H.Gigas Eggsac

Erwynn

Arachnopeon
Joined
May 20, 2009
Messages
16
I have an H.gigas female, Typhon whom we bred on Oct. 9th.





I discovered an eggsac around Febuary 5th. Seems a bit of a long time from breeding to eggsac production but I don't know honestly.



This was our very first breeding. All of our Tarantulas, aside from our gigas are juvis and spiderlings.

I had planned on leaving the eggsac in with her until next Saturday but after discovering 78% of our enclosures are suddenly infested with mold and buggies so I decided to pull early.


WTH is this stuff? I don't know, don't see mites, but I don't want to risk it.

We decided to pull the sac after seeing some creepy mold and such in the momma's cage.

I'm glad I did after we opened it. It had a slimy black mold growing inside the sac. Might have killed the whole lot I think if we left it in there.

Got the sac easily after distracting mama gigas.

Here it is when I pulled it, sorry for blur, camera being stupid.

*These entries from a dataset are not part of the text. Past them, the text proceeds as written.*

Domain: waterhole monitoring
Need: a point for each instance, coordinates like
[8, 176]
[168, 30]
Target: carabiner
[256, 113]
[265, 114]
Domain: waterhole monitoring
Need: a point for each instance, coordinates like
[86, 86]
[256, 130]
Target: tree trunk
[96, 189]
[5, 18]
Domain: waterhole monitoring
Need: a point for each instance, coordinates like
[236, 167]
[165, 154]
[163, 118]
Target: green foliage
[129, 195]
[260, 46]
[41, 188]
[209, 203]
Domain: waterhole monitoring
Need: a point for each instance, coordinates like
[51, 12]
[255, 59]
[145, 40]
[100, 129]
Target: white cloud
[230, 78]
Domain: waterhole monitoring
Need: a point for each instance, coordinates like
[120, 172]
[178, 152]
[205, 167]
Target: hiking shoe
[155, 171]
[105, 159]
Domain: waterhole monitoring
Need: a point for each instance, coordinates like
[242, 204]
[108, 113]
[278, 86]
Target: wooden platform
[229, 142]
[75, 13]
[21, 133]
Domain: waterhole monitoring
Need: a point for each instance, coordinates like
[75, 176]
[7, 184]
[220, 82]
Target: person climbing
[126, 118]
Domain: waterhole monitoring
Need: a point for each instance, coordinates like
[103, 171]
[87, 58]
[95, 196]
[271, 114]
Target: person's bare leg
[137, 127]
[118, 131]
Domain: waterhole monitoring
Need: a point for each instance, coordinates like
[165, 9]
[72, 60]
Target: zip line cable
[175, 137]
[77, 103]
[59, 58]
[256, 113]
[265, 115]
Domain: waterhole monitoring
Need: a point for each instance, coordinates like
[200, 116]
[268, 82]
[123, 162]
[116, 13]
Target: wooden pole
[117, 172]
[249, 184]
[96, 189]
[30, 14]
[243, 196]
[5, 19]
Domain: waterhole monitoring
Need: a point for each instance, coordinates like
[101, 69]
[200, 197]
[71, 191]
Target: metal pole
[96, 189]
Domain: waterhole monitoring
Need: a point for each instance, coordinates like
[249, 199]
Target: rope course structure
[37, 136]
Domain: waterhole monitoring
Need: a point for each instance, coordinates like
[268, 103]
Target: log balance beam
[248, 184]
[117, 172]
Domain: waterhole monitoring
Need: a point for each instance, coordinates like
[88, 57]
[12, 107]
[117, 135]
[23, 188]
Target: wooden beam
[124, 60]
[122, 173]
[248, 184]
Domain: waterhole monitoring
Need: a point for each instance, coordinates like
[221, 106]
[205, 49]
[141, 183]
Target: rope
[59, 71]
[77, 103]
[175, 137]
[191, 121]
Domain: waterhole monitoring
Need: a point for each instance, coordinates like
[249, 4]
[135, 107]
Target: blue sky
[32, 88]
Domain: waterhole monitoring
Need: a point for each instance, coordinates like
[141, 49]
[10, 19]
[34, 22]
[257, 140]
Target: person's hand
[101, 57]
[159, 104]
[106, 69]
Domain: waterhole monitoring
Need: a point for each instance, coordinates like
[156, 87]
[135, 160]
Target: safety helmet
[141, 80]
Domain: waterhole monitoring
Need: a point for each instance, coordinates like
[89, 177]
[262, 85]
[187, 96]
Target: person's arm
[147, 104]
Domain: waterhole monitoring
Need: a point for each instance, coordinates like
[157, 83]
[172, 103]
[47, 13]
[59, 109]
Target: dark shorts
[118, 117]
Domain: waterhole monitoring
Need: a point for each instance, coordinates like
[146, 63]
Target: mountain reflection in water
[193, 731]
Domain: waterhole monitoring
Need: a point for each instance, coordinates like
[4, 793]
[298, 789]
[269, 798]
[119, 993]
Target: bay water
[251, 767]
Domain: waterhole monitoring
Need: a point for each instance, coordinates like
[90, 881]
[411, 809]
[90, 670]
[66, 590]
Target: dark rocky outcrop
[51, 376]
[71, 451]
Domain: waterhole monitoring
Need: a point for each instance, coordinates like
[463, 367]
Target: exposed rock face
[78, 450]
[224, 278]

I had to wait till now to open it though since I had to go to class and all. But when I got home 30 minutes ago I opened it. I setup my incubator according to lots of tutorials I saw. Couldn't find my dremel so I used a ziploc container instead for now, but I hot glued the nylon to the lid, so it won't pop off, and it's very secure. I left a can of soup on there for an hour to make sure baby spideys wouldn't fall in.



Opened the sac and this is what we see :D


I don't see the whole "eggs with legs" thing. All I see is a clear yellowish tint with some white floaty stuff inside. Best way i can describe it. They "look" good to me. This is our very first breeding attempt and eggsac, so I'm not sure what to expect other than what I've seen other people have and all the videos I've been watching from RobC.

I hope they are ok and make it. I have one iffy egg in the middle, and then there are 5 eggs that are secluded from main group and more off to the side (can't see them in pic) because they were on/close to the mold and I don't want to infect the whole group.

Here are the eggs laid out on the incubator. There are 214 eggs. Ha ha and I thought there were 50 lol.



So I have them in their incubator, our herp room stays kind of warm 78 degrees about, maybe 80s on a warmer day. Do I need to put a heat pad on low under there? Or is it warm enough?

Any thoughts on the viability of these eggs? How old they are etc...

Thanks :D
 

zonbonzovi

Creeping beneath you
Old Timer
Joined
Oct 20, 2008
Messages
3,346
Nicely done! In my limited experience the eggs look good. I personally wouldn't jack the heat up while the eggs are incubating, but then again I haven't specifically bred this species. Good luck! An underrated species IMO.